Proprio per la partita di Salerno il Gallipoli ha recuperato una pedina fondamentale quale Alessandro Grandoni, che rientra dopo la squalifica comminatagli a seguito dell'ammonizione di Cittadella, e anche Pallante pare aver smaltito il leggero affaticamento che lo aveva bloccato in settimana; probabile dunque che il trio difensivo sia composto da Abbate, Grandoni e Pallante. A centrocampo, confermati Sosa e Scaglia come fluidificanti e Pederzoli come playmaker arretrato, il dubbio riguarda gli incursori: possibile D'Aversa, ma non è escluso che possano giocare contemporaneamente Mancini e Mounard, in uno schieramento iperoffensivo a sostegno delle punte Ginestra e Di Carmine.

GALLIPOLI 3-5-2: Sciarrone, Abbate, Grandoni, Pallante, Sosa, Mancini, Pederzoli, Mounard (D'Aversa), Scaglia, Ginestra, Di Carmine. Allenatore Giannini.

Il mister Gianluca Grassadonia deve fare i conti con notevoli assenze, soprattutto nel pacchetto arretrato; mancando infatti Fusco e Kyriazis per squalifica, l'idea del mister granata era quella di schierare al centro della difesa Stendardo e Bastrini, ma anche quest'ultimo si è bloccato per un infortunio e la sua presenza è in dubbio: non dovesse farcela, esordirà il giovane Enrico Pepe. Nel ruolo di terzini confermatissimi Galasso e Machado. Problemi anche a centrocampo, a seguito della squalifica di Montervino che Grassadonia pareva intenzionato a lanciare: si va verso la conferma del centrocampo schierato a Grosseto con Soligo, Pestrin, Tricarico e Statella e infine Jadid (anche lui in dubbio) a supporto di uno tra Caputo e Ferraro.

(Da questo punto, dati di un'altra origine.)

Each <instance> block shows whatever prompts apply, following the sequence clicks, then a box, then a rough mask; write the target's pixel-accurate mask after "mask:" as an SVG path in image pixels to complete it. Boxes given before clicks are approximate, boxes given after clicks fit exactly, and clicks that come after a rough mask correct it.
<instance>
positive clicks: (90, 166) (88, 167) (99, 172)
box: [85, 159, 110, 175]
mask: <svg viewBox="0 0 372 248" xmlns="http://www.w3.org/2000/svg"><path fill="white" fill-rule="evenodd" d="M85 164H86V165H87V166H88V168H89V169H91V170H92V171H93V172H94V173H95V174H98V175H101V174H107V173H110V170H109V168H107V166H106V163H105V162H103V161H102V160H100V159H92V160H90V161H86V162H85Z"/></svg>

SALERNITANA 4-4-2: Polito, Galasso, Stendardo, Bastrini (E.Pepe), Machado; Soligo, Pestrin, Tricarico, Statella; Jadid; Caputo. Allenatore Grassadonia.

L'allenatore
Gianluca Grassadonia, ex difensore centrale fu lanciato proprio dalla Salernitana, squadra con la quale ha iniziato e chiuso la sua carriera. Da giocatore affrontò anche il Gallipoli in un match di Coppa Italia di Serie C, quando vestiva la maglia della Juve Stabia, nella stagione 2005/06.
Dopo aver chiuso la sua carriera da calciatore fu assunto come allenatore della squadra primavera della Salernitana, prima di fare il salto sulla panchina della prima squadra all'inizio di novembre, a seguito dell'esonero di Marco Cari.